I am interested to hear if anyone has got any feedback on Kamikaze rods from Blue Water Fishing Downunder? I am looking at a baitcaster to replace my Sic Stick which recently snapped. They are reasonably priced and apparently designed by Larry Lockwood a rod builder from Darwin.

http://stores.bluewaterfishingdownunder.com.au


----------



## Yippy (Apr 24, 2012)

Obviously nobodies ever bought one of these rods. Anyway, got myself a Pleuger Trion to match up with the Curado. Due to no responses from AKFF members, weighed up apparent savings against potential regret due to unknown quality. Hope the Trion performs and vindicates the decision made for $99.


----------



## Yippy (Apr 24, 2012)

Obviously nobodies ever bought one of these rods. Anyway, got myself a Pleuger Trion to match up with the Curado. Due to no responses from AKFF members, weighed up apparent savings against potential regret due to unknown quality. Hope the Trion performs and vindicates the decision made for $99.


----------



## Guest (Jun 26, 2012)

The Trions are a get rod for the money


----------



## skorgard (Oct 6, 2007)

With a name that means "use once then bust" it may not be surprising that they are not big sellers...


----------



## rino88 (Sep 10, 2011)

I've bought a few blade lure of these guys and their service has been slow at best, 2 weeks to get a pack of lures from Melbourne to Brisbane... :? Their rods look fairly average too...wouldn't touch them.

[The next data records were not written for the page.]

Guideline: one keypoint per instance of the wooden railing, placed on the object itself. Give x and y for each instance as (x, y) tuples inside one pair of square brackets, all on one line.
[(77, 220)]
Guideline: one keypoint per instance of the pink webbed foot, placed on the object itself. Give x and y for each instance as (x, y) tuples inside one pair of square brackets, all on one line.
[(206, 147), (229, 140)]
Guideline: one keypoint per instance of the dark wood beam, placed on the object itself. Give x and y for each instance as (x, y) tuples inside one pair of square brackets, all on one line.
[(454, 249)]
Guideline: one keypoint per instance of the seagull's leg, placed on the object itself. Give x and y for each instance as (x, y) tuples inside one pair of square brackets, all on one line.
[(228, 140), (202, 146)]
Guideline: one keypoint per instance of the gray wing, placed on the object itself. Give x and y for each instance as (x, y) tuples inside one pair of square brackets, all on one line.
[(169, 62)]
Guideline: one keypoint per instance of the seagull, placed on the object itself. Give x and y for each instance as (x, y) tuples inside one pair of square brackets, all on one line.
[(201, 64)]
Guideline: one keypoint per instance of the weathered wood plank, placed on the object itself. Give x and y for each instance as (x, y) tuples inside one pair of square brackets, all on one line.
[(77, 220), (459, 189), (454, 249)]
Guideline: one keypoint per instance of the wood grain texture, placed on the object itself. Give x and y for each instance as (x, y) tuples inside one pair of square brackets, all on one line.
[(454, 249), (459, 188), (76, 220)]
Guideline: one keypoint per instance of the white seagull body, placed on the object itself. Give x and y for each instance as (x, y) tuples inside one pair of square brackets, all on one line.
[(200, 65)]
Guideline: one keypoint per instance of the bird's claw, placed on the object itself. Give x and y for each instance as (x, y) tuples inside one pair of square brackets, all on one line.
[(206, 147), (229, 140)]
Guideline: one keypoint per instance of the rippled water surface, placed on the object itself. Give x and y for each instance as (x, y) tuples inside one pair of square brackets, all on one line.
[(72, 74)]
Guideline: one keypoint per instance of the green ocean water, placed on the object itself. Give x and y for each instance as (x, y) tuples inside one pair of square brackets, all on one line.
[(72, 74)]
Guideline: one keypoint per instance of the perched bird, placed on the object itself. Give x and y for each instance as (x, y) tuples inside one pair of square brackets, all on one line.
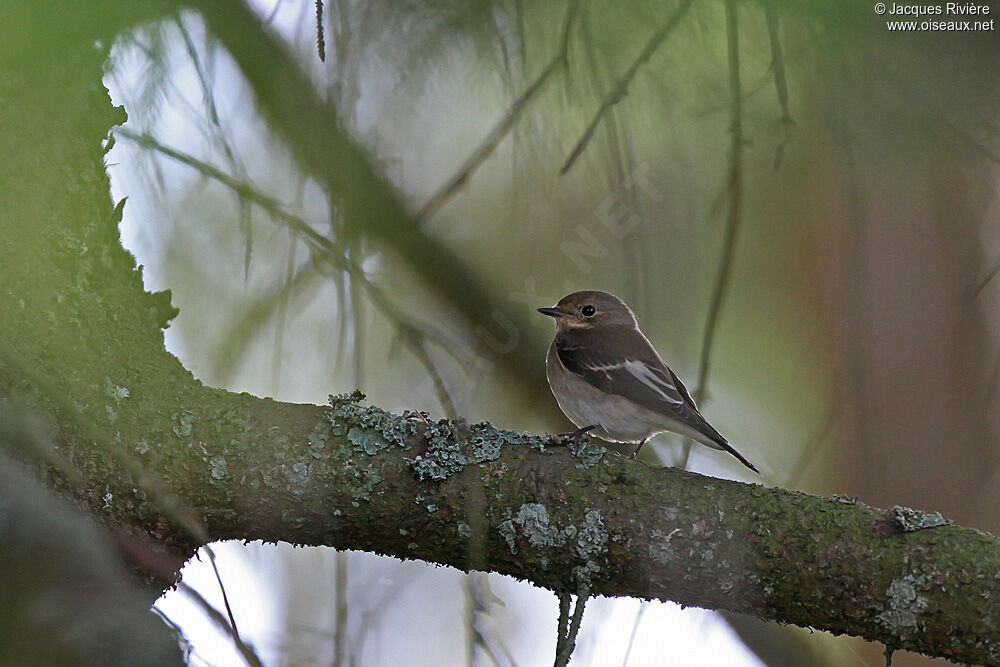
[(607, 377)]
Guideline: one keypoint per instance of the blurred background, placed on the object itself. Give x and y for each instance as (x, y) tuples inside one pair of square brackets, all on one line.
[(815, 260)]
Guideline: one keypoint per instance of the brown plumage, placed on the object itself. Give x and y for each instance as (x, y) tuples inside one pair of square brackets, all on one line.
[(605, 373)]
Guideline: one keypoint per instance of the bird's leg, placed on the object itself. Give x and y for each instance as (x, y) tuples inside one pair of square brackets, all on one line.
[(636, 452), (575, 436), (580, 432)]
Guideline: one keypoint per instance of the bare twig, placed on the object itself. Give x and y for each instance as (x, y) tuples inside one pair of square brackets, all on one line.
[(503, 126), (812, 447), (568, 630), (340, 620), (635, 630), (735, 190), (234, 631), (780, 82), (620, 89), (246, 651), (320, 41)]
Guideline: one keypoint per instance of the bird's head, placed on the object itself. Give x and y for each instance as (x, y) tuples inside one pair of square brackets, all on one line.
[(589, 309)]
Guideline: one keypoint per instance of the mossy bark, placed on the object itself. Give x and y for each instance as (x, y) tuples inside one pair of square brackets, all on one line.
[(161, 453)]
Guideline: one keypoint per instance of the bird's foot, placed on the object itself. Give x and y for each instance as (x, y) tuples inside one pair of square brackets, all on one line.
[(635, 452), (575, 437)]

Due to my pay cheques being low I've been buying a few rods off Premium Fishing (Pelagic) on their eBay store, been picking up IM6 Graphite rods for around $30 delivered  Awesome service, great prices and a good product for the price. The rods have been performing really well, caught plenty of fish on them and they've not let me down at all.

Here's a few links to the ones I've recently purchased _(I have no association with this company FYI)_, they auction them off starting at *$0.99* which is awesome -

http://www.ebay.com.au/itm/PELAGIC-PRO- ... 018wt_1080

http://www.ebay.com.au/itm/PELAGIC-PRO- ... 018wt_1080

Cheers!


----------